Not getting married is based on the desire to live only for oneself, not to accept any definitive bond, to have life at every moment in full autonomy, to decide at every moment what to do, what to take from life; and therefore a ‘no’ to commitment, a ‘no’ to definitiveness, a having life only for oneself. (Celibacy) is a definitive ‘yes,’ it is allowing ourselves to be taken in hand by God, giving ourselves into the hands of the Lord, into his ‘I,’ and therefore it is an act of fidelity and trust. It is the exact opposite of this ‘no,’ of this autonomy that does not want to be obligated, that does not want to enter into a bond. (A)s the criticisms show, celibacy is a great sign of faith, of the presence of God in the world.

This quote sounds like the unmarried life is at root, a selfish life. I know the pope isn’t intending to be read this way, but we all know that a celibate priest without the discipline of a religious community, is well placed to lead a self-centered life.

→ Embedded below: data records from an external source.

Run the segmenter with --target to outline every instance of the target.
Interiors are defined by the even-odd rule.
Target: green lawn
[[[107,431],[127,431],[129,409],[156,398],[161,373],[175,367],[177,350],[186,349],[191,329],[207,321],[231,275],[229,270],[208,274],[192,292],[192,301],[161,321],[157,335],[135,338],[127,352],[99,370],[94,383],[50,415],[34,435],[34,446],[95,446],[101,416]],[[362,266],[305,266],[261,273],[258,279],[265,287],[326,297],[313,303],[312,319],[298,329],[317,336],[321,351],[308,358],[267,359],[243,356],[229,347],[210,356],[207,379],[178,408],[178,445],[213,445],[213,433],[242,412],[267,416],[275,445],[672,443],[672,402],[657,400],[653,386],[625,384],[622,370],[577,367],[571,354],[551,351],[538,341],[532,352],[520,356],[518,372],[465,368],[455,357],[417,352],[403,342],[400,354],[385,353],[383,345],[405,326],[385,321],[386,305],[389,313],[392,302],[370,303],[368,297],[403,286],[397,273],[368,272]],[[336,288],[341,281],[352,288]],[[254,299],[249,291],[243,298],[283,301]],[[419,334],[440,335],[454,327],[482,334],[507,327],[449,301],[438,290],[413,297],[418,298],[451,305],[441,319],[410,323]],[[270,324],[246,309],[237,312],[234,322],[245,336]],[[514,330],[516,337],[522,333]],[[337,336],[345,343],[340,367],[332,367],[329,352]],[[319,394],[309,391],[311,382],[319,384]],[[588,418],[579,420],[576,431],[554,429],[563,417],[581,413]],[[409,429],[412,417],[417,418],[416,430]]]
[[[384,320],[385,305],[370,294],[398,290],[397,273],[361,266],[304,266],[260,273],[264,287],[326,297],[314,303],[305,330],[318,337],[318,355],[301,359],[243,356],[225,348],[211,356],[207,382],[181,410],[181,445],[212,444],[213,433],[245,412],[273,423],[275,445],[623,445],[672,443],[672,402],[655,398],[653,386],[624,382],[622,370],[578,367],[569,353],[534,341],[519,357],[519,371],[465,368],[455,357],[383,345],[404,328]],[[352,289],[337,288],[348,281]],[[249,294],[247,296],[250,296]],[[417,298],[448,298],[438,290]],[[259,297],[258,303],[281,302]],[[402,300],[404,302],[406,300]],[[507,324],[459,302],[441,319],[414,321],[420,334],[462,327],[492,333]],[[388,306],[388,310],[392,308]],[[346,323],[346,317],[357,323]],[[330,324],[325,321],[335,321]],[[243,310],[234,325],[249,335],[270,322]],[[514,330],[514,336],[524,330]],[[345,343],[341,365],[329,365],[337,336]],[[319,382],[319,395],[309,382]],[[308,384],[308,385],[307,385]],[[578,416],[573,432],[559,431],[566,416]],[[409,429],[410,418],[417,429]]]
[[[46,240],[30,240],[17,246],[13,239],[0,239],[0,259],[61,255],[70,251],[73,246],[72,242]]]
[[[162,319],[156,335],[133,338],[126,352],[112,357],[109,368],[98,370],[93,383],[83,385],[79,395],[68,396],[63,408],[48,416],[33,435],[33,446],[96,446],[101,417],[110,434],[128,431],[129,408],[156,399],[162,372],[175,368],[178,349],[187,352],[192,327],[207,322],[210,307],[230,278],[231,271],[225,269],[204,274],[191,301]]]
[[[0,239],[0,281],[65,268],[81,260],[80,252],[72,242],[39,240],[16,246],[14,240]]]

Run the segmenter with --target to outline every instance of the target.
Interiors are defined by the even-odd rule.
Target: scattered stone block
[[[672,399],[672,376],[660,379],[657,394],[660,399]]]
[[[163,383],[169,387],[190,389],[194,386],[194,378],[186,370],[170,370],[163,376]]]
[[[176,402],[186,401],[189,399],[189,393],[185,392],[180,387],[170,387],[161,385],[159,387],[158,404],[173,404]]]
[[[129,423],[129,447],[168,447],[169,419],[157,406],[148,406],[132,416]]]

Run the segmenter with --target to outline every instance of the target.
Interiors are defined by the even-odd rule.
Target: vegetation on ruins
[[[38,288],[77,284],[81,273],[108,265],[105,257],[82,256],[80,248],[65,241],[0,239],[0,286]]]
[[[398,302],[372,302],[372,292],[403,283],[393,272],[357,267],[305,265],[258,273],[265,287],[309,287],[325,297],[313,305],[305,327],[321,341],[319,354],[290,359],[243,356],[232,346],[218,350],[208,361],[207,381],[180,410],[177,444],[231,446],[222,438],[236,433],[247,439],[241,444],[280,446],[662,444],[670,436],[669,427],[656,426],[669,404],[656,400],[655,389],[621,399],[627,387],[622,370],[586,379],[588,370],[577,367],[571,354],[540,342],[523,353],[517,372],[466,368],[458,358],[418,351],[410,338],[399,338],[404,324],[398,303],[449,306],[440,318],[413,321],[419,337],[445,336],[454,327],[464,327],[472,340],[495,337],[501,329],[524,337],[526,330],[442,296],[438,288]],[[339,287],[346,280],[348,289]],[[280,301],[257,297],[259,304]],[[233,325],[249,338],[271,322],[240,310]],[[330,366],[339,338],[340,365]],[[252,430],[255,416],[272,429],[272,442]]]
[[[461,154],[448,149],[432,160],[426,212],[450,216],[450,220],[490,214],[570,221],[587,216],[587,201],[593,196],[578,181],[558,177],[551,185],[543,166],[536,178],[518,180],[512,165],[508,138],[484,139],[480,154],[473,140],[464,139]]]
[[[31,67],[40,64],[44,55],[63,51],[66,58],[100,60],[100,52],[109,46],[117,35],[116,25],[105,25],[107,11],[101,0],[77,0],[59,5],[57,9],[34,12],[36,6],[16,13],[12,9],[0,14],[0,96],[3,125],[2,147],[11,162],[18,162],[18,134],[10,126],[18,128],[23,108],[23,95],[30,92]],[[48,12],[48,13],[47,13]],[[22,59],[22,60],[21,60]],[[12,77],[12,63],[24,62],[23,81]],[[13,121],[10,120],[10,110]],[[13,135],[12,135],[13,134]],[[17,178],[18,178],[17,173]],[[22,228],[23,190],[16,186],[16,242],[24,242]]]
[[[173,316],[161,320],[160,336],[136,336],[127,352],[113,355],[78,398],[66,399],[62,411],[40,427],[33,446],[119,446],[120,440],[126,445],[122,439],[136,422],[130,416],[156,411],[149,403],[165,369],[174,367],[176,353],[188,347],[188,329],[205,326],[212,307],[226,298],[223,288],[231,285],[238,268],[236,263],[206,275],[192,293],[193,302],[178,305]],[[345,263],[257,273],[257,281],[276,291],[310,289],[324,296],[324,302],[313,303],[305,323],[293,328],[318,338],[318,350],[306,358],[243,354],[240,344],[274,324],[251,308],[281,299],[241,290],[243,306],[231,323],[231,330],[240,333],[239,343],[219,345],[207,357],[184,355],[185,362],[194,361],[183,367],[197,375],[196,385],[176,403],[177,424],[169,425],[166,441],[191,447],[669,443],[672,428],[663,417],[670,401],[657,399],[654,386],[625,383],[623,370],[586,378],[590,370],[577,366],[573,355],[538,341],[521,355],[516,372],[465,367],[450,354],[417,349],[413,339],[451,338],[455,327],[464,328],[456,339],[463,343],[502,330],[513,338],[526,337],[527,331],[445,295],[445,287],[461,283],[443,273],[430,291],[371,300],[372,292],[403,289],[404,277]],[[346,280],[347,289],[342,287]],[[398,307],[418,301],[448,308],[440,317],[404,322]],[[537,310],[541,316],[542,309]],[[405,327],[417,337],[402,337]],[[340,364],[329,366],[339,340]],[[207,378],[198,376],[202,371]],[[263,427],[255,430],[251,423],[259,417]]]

Most priests, we know, live a life of sacrifice and availability. And these men are a credit to Holy Orders as well as the celibate tradition.

As for the pope’s last sentence, I would have to say that matrimony trumps celibacy. It is a sacrament, and as such, it is a definitive sign of Christ’s presence both in the Church and in the world. It also is at the core of the smallest unit of Christendom, the domestic Church. A solo celibate unrooted in an explicit eremitic tradition has none of this. No sacrament for celibacy. No Church of one.

In addition, the handing over of personal autonomy is a great sign of sacrifice. A married adult offers an experience of kenosis toward the spouse, the children, and in the married witness in the Church and in the world.

My strong sense is that what is passing for a theological justification for mandatory celibacy is exceedingly weak. I think the Holy Father does well within a mystagogical tradition. He seems out of his depth with this quote above. Should’ve stuck with that letter back in 1970.